A Erba lo storico parco alberato di via Volta è stato sostituito da un parcheggio e da piccoli alberelli, ma “questi ultimi già soffocati da asfalto e cemento”. Ad affermarlo, in una nota diffusa oggi venerdì 26 giugno, è il Circolo Ambiente Ilaria Alpi.

“E’ quanto sta avvenendo nella zona di via Volta, sull’area che fino a pochi mesi fa ospitava il bel parco privato e che oggi, dopo l’avvio del cantiere, vede già realizzata la superficie in asfalto che ospiterà i nuovi parcheggi e le opere connesse – spiega la nota – Tra queste vi è appunto un piccolo filare di alberelli, che saranno costretti a crescere in uno spazio di pochi centimetri di larghezza, tra l’asfalto dei parcheggi e il muretto di recinzione in cemento”.

Secondo gli ambientalisti “gli alberelli piantati nei giorni scorsi non rispettano nemmeno le indicazioni impartite dalla Sovrintendenza, che era stata da noi interpellata a proposito del taglio degli alberi”. Una posizione che prende le mosse dal fatto che lo scorso febbraio, nella nota inviata anche al Comune, la Soprintendenza chiedeva, oltre che “la possibilità di conservare in sito alberature significative e di pregio” (poi purtroppo tagliate), anche la possibilità di “prevederne un’adeguata compensazione in caso di abbattimento”. Se la “adeguata compensazione” è quella che si vede oggi in via Volta [foto allegata], non ci siamo proprio: i nuove alberelli sono sacrificati in uno spazio inadeguato, tra l’asfalto e il muretto in cemento!”.

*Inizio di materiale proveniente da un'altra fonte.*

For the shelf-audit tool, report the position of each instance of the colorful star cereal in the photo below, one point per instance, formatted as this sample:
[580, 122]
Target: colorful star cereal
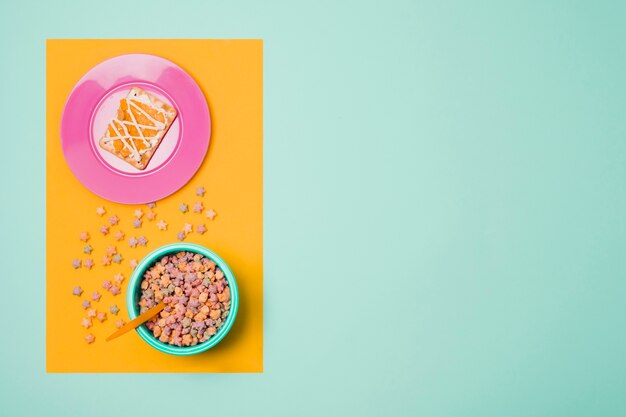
[88, 263]
[210, 214]
[161, 225]
[196, 294]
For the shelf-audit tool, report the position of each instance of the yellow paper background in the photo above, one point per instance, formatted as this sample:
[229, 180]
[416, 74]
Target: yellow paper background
[229, 73]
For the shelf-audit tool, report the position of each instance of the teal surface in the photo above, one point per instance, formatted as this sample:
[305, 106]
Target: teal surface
[445, 195]
[133, 294]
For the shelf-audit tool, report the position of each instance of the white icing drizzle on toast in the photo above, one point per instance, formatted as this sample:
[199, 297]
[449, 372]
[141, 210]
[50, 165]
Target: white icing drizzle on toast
[120, 127]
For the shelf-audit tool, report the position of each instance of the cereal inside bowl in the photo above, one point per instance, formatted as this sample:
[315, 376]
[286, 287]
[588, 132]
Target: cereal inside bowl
[197, 297]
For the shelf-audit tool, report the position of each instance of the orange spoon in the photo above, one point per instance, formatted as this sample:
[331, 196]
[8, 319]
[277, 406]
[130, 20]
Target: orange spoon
[137, 321]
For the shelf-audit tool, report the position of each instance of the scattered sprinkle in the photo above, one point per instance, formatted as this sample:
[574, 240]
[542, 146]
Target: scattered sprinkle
[118, 278]
[211, 214]
[161, 225]
[119, 235]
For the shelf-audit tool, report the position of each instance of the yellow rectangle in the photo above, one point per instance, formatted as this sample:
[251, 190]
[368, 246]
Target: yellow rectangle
[230, 73]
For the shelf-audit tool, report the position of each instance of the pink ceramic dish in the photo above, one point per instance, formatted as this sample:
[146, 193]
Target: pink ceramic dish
[94, 101]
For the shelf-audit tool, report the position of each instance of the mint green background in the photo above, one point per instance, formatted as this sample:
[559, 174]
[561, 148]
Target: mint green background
[444, 210]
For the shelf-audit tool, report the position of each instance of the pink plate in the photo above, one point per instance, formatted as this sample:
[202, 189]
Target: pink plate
[93, 103]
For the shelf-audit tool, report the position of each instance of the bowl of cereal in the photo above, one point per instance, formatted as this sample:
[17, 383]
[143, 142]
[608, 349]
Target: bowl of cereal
[200, 293]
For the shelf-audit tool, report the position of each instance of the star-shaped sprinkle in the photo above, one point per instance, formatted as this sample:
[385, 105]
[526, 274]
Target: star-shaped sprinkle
[118, 278]
[161, 225]
[119, 235]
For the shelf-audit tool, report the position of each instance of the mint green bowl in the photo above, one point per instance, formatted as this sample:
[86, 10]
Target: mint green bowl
[133, 294]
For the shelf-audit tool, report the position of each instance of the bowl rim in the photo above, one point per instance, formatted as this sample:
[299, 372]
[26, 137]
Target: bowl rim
[134, 285]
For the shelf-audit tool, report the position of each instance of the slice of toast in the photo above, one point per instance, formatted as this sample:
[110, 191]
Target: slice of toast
[137, 130]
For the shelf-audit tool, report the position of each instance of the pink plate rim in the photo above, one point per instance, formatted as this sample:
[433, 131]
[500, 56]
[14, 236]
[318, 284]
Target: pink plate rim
[193, 115]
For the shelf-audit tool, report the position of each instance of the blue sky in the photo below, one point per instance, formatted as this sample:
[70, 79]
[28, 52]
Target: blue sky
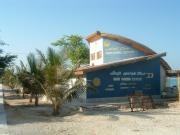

“Questo che vediamo in via Volta è il risultato delle pessime scelte del Sindaco e della Giunta di Erba, orientate solo a riempire di cemento e asfalto le ultime aree verdi rimaste nel centro della città – conclude il Circolo Ambiente Ilaria Alpi – E’ una vergogna cementificare le aree verdi urbane, oltretutto in tempi di isole di calore, che si possono contrastare proprio mantenendo le zone verdi e gli alberi di alto fusto, che garantiscono ossigeno e refrigerio. Invece la scelta di chi amministrativa Erba è quella di cementificare e asfaltare il poco verde rimasto in centro città!”.